Un souffle artistique traverse Dakar en plein cœur de Mars
À mi‑parcours du Festival International des Arts de Dakar 2026, la capitale sénégalaise est devenue une vaste scène à ciel ouvert où musique, arts visuels, théâtre, danse et performances dialoguent avec l’espace urbain. Lancé le 15 mars, ce rendez‑vous culturel d’envergure panafricaine réunit cette année des artistes et créateurs venus de plus de 30 pays africains et de la diaspora, offrant un panorama aussi vibrant que pluriel de la création contemporaine du continent.
Le 16 mars n’est pas seulement une date dans le calendrier : c’est un moment d’effervescence. Après les premiers jours d’ouverture, l’activité atteint une intensité particulière, rassemblant les publics autour de temps forts qui croisent interrogations sociales, fictions scéniques et explorations esthétiques.
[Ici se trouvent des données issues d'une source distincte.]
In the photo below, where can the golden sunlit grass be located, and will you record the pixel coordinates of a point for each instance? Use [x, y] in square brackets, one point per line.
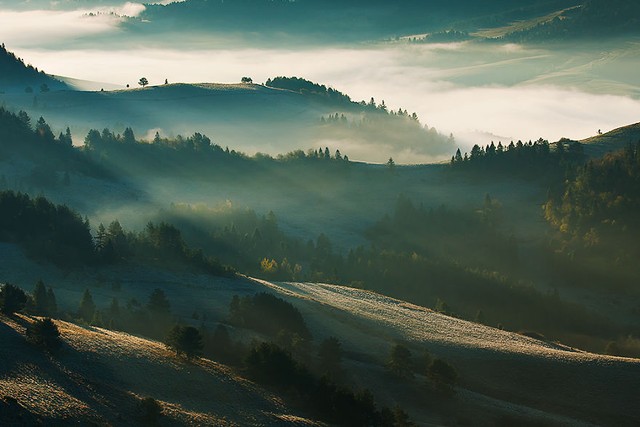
[99, 376]
[520, 25]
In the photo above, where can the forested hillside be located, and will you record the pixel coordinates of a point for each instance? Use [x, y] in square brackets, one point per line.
[15, 75]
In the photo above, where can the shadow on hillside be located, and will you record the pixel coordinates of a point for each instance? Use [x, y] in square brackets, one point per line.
[13, 344]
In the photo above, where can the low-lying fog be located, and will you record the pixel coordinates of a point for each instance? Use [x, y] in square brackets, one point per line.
[479, 92]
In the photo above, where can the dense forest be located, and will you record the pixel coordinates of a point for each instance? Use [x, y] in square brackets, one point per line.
[595, 214]
[17, 76]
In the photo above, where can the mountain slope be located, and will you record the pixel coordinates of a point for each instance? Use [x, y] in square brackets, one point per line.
[599, 145]
[314, 20]
[99, 376]
[548, 383]
[593, 19]
[15, 75]
[247, 117]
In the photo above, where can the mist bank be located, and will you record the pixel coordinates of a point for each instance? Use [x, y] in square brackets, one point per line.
[477, 92]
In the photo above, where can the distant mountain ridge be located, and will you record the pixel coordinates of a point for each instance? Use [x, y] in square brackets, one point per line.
[329, 20]
[15, 75]
[591, 19]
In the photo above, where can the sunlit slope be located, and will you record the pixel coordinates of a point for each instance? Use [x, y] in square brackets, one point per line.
[99, 375]
[597, 146]
[548, 381]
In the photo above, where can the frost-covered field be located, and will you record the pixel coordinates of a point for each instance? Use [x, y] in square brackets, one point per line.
[98, 376]
[500, 371]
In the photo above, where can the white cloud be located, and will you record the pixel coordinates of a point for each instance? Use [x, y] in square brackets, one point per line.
[51, 28]
[476, 93]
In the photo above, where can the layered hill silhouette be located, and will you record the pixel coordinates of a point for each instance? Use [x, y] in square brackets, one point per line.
[16, 76]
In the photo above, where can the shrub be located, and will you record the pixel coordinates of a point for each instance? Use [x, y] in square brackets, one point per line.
[185, 340]
[12, 299]
[149, 411]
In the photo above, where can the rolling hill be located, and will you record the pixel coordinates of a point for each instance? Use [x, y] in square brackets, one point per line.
[599, 145]
[99, 377]
[16, 76]
[247, 117]
[313, 21]
[505, 378]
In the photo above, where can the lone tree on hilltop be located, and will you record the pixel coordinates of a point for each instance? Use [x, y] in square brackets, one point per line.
[87, 306]
[185, 340]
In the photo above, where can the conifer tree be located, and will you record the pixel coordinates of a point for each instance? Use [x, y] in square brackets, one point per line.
[87, 306]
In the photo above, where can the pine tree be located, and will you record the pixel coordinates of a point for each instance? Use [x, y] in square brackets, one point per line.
[185, 340]
[52, 305]
[40, 300]
[87, 306]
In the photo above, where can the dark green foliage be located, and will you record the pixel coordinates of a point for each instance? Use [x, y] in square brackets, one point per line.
[158, 304]
[40, 299]
[12, 299]
[149, 411]
[307, 87]
[87, 307]
[159, 310]
[400, 361]
[330, 357]
[185, 340]
[594, 19]
[52, 305]
[531, 159]
[221, 344]
[52, 157]
[17, 75]
[443, 375]
[269, 364]
[52, 232]
[267, 314]
[597, 222]
[44, 333]
[161, 245]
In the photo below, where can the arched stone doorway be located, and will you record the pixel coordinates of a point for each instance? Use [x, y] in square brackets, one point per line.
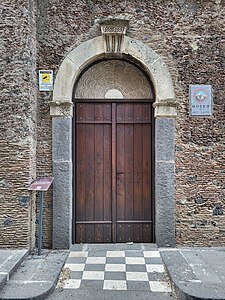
[113, 154]
[62, 111]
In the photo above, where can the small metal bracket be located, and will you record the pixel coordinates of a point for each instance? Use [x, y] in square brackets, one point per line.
[24, 201]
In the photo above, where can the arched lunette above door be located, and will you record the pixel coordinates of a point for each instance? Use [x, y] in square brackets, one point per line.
[61, 110]
[92, 50]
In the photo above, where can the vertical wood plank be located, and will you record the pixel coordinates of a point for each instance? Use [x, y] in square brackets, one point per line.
[129, 169]
[107, 172]
[99, 233]
[113, 172]
[90, 233]
[147, 233]
[80, 233]
[80, 172]
[99, 172]
[147, 193]
[137, 228]
[90, 171]
[107, 228]
[138, 176]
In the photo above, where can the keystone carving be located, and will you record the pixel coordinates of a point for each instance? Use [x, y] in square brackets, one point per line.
[113, 32]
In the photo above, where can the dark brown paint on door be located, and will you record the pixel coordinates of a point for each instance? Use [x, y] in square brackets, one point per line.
[113, 172]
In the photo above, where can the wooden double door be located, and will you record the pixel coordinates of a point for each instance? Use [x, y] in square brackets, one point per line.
[113, 172]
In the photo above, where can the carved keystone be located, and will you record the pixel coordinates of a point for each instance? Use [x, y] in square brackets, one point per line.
[113, 32]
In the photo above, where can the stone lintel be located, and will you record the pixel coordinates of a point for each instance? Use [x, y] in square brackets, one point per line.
[61, 108]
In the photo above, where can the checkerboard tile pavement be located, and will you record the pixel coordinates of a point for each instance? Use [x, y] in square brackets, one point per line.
[116, 270]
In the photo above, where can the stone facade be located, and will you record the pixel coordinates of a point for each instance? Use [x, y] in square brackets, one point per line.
[188, 36]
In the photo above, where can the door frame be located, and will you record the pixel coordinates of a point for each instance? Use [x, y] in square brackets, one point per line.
[74, 147]
[61, 111]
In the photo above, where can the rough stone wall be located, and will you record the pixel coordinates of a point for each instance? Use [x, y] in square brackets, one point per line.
[17, 122]
[188, 36]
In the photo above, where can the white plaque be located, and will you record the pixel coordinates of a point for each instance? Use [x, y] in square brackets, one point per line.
[45, 80]
[200, 100]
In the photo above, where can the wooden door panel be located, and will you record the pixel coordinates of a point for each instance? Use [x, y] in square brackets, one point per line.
[134, 207]
[93, 173]
[113, 148]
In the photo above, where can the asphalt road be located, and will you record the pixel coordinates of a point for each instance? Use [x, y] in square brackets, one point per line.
[81, 294]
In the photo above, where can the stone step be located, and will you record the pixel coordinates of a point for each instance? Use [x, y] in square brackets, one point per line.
[10, 260]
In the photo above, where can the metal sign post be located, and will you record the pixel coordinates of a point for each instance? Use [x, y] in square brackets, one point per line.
[42, 185]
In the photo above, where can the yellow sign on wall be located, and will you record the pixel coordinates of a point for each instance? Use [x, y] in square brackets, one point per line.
[45, 77]
[45, 80]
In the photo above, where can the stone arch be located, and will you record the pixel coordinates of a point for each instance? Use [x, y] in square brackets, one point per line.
[61, 110]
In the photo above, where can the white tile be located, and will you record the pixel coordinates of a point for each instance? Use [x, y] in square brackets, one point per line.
[96, 260]
[137, 276]
[151, 253]
[155, 268]
[160, 287]
[78, 254]
[135, 260]
[115, 254]
[72, 284]
[75, 267]
[118, 285]
[93, 275]
[115, 267]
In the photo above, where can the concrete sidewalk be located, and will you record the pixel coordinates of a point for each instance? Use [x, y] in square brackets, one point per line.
[196, 273]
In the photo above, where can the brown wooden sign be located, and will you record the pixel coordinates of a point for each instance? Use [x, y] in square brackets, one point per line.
[41, 184]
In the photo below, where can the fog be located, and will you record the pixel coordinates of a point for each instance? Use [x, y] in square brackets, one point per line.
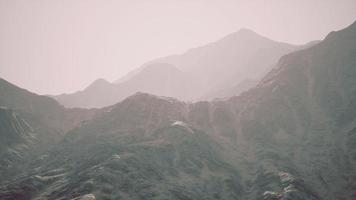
[59, 46]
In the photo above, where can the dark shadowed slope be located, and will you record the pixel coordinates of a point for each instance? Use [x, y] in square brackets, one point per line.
[30, 124]
[200, 73]
[291, 137]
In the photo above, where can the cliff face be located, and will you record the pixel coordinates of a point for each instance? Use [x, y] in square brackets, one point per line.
[290, 137]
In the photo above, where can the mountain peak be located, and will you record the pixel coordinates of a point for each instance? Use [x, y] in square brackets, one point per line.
[98, 83]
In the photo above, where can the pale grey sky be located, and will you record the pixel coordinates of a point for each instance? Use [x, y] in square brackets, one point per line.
[57, 46]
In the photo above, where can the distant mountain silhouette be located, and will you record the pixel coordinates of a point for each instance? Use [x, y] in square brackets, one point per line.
[198, 74]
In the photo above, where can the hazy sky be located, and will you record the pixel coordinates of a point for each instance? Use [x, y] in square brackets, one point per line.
[56, 46]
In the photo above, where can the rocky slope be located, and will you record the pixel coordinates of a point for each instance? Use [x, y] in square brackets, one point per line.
[207, 72]
[290, 137]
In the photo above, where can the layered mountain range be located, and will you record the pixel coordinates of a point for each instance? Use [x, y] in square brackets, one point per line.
[291, 136]
[221, 69]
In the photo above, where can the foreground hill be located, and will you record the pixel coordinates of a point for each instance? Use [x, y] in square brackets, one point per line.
[207, 72]
[290, 137]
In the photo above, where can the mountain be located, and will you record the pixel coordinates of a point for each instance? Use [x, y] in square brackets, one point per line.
[30, 124]
[199, 74]
[290, 137]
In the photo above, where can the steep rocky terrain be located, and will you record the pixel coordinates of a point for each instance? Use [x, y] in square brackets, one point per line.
[30, 124]
[290, 137]
[207, 72]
Une ville en fête, une ville qui explore
Dakar, habituellement perçue comme une grande métropole balnéaire et politique, se transforme pendant le festival en laboratoire vivant de création. Dans les galeries, les centres culturels et les espaces publics, les œuvres répondent aux interrogations contemporaines : mémoire, héritage, urbanité, hybridité culturelle, engagements sociaux, modes de vie et solidarités.
Sur le parvis du village des arts, des installations interactives invitent les visiteurs à s’approprier l’espace. Des murs sont devenus supports de collages et de projections, où se croisent et s’affrontent la tradition et les technologies numériques. À quelques rues de là, des performances chorégraphiques ponctuent la journée, transformant trottoirs et places en scènes spontanées.
La musique, omniprésente, résonne dans les quartiers. Du mbalax revisité aux accents électroniques aux polyphonies traditionnelles remaniées par des jeunes artistes, les rythmes africains deviennent le fil rouge d’une programmation audacieuse.

Créateurs, publics et dialogues
Le 16 mars est aussi une date de rencontres et d’échanges. Les cafés littéraires, les espaces de débats et les scènes ouvertes sont investis dès la matinée. Des tables rondes rassemblent artistes, critiques et curateurs autour de questions essentielles : comment l’art africain contemporain dialogue‑t‑il avec l’histoire coloniale ? Quelle place pour les imaginaires post‑numériques dans la création africaine ? Comment le marché de l’art du continent se structure‑t‑il face aux attentes des publics locaux et internationaux ?
Les artistes, pour leur part, s’expriment sans détour. Certains confient leur désir de faire « entrer l’art dans la vie quotidienne, pas seulement dans les musées », d’autres revendiquent l’impact social de leurs projets, notamment lorsqu’ils impliquent des communautés locales autour du recyclage, de l’art textile ou de dispositifs sonores participatifs.

Portraits, performances et pièces marquantes
Parmi les œuvres qui attirent l’attention ce 16 mars, certaines installations se détachent par leur force symbolique ou leur audace technique :
•Une série de portraits géants projetés sur la façade d’un bâtiment historique, qui rend hommage à des figures oubliées des luttes sociales africaines.
•Des sculptures modulaires conçues à partir de matériaux recyclés provenant de marchés urbains, qui questionnent la consommation et la durabilité.
•Une performance immersive mêlant lumière, sons et danse contemporaine, explorant les récits migratoires et les identités transnationales.
Chaque pièce, à sa manière, traduit un hommage à la diversité culturelle du continent tout en interrogeant ses futurs possibles.

Une effervescence à prolonger
Alors que le festival se poursuit jusqu’au 30 mars, la journée du 16 mars 2026 illustre ce qu’il y a de plus riche dans la création artistique africaine contemporaine : une capacité à penser, décloisonner, fédérer et surprendre. Dans les cafés, les galeries et les rues de Dakar, l’art ne se contente pas d’exister : il dialogue, il débat, il transforme.
Pour les visiteurs, qu’ils soient locaux ou internationaux, cette semaine a déjà offert des moments intenses de partage, de réflexion et de plaisir esthétique. Pour les créateurs, c’est une plateforme de visibilité majeure, un espace de reconnaissance et une scène ouverte à la diversité des voix qui traversent le continent.